Dr. John Karefa-Smart, who turns 60 this year, now teaches preventive medicine at the Medical School. A former foreign minister of Sierra Leone, he was imprisoned in that country during the fall and winter of 1970. The government of Sierra Leone claimed at the time that a state of emergency warranted Karefa-Smart's imprisonment, but he was in tact detained for political reasons. Echoing Bitar and Litvinov, he cites Amnesty's apolitical nature as one of the keys to its success. "Amnesty is definitely helping the many political prisoners who are still in Sierra Leone," he says.

White describes prisoner conditions in most countries as "not to be believed." Political prisoners often undergo torture, she says, and some spend months in jail with no charges filed against them Most accounts of prison conditions come from escaped prisoners and the Red Cross. White adds that there are probably many prisoners in North Viet Nam, North Korea, and China, but Amnesty has no way of verifying this.

Amnesty International has spread all over the globe since it was founded by a group of British lawyers in 1961. With headquarters in London, the organization has over 1500 chapters throughout the world, although it is more active and better known in Western Europe than the United States.

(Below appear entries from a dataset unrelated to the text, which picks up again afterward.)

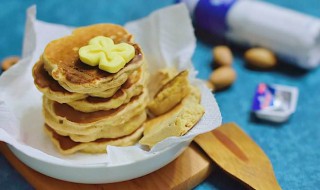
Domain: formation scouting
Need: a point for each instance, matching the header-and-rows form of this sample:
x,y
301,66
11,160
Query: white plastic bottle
x,y
293,36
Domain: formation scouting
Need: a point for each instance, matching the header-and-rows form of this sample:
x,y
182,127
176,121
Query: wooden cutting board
x,y
187,171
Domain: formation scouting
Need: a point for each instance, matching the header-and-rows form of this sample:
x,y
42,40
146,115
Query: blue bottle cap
x,y
211,15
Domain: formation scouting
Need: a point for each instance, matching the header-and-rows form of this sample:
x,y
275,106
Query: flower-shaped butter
x,y
109,56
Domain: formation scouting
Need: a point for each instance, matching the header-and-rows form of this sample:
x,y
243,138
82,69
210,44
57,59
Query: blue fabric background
x,y
293,147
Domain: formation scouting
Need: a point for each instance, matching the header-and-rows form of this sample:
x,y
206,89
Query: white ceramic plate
x,y
102,173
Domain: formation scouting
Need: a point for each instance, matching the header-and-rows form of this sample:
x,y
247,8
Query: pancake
x,y
176,122
66,146
132,87
170,94
108,131
64,118
61,60
54,91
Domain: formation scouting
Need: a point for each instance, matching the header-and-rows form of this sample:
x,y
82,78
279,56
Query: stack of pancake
x,y
86,108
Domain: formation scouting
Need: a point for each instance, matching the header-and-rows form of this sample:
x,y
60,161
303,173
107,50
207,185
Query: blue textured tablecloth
x,y
293,147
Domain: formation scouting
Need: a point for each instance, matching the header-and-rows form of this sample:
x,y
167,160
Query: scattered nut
x,y
222,56
223,77
210,85
8,62
260,58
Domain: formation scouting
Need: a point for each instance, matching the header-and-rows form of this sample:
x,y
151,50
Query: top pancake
x,y
61,60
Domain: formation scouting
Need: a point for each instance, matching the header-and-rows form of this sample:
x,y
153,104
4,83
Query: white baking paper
x,y
167,38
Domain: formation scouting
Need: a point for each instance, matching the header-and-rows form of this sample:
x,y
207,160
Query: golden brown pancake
x,y
170,94
107,131
64,118
61,60
54,91
66,146
176,122
132,87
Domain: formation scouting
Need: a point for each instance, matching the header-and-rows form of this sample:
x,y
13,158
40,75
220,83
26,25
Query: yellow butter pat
x,y
109,56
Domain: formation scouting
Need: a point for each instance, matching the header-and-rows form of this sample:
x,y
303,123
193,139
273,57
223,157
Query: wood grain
x,y
187,171
236,153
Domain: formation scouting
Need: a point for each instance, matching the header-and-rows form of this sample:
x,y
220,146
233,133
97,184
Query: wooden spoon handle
x,y
236,153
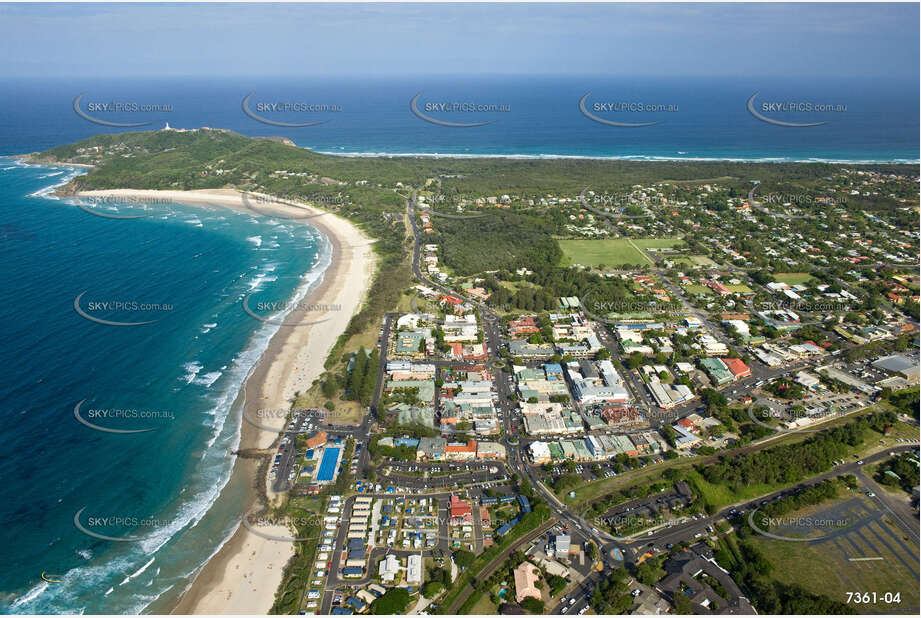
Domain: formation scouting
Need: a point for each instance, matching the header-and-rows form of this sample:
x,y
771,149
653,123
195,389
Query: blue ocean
x,y
180,276
865,119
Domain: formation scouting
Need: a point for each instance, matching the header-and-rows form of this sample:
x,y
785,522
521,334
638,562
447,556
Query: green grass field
x,y
658,243
608,251
614,251
823,568
794,278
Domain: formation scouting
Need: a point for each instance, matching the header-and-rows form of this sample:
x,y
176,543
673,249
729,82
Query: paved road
x,y
686,531
498,561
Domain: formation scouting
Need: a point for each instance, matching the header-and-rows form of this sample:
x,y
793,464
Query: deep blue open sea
x,y
183,371
535,116
191,267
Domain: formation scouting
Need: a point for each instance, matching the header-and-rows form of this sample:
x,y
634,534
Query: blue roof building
x,y
525,504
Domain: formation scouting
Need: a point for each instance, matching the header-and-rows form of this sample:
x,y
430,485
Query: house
x,y
539,452
316,440
684,577
717,370
414,569
737,367
526,577
431,449
460,511
458,451
562,543
490,450
388,569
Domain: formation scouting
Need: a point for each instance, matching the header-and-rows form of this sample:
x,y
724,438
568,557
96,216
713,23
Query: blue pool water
x,y
328,464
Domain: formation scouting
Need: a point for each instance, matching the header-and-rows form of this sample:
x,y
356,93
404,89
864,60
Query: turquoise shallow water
x,y
188,269
877,118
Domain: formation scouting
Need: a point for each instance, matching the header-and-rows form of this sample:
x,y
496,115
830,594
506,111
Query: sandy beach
x,y
243,576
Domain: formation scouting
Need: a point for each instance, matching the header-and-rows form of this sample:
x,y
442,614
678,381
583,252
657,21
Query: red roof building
x,y
737,367
460,511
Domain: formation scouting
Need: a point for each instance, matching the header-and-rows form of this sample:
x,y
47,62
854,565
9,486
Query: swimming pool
x,y
328,464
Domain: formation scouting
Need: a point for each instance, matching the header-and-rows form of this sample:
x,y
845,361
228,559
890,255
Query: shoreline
x,y
243,575
634,158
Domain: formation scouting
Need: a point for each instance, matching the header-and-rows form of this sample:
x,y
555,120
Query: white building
x,y
414,570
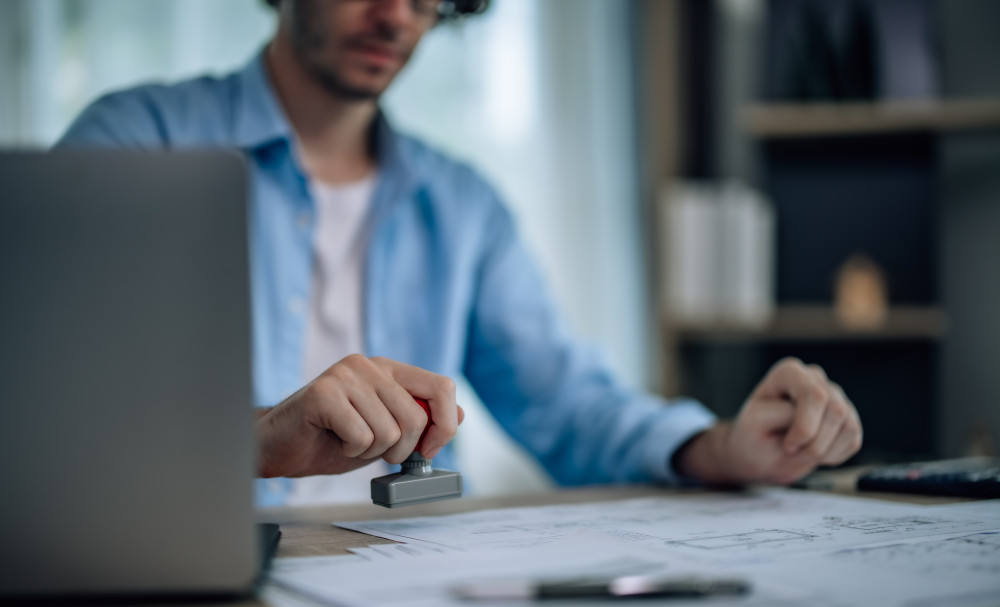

Motorists in West Germany and the Netherlands can even elect to pay their parking fines to Amnesty.

Amnesty operates through individuals and groups, who, White says, "actually adopt a prisoner as a long-term affair." Before Amnesty will sponsor a prisoner, the London headquarters investigates his case to verify that it is political, often sending observers to open trials. "We don't want criminals," White stresses. Amnesty groups consist of fifteen people who "adopt" three prisoners from different countries. Individuals usually "adopt" a single prisoner. In addition to the $5 per year dues required from every individual, groups are also expected to raise another $400 annually through functions like bake sales. Amnesty also conducts direct mailing campaigns to generate support.

"Adoption" means assuming responsibility for a prisoner until he is released or otherwise disposed of by his government. In its literature, Amnesty repeatedly invokes the United Nations Universal Declaration of Human Rights, which White terms "a treaty more honored in the breach than anything else." Amnesty groups write letters to ministers and other key figures in the governments of their adopted prisoners. White says that although officials rarely reply the first time. Amnesty keeps pestering them "until the file on a particular prisoner has grown so fat that they cannot afford to ignore it." White mentions that it is more effective to be "courteous, rational, and apolitical" than overtly antagonistic to governments. In pleading a prisoner's case. Amnesty often reminds a country of a constitution that it may be disregarding. "We try to prick their conscience," she says, adding that the embarrassing weight of world opinion usually proves to be Amnesty's most effective weapon in dealing with repressive governments.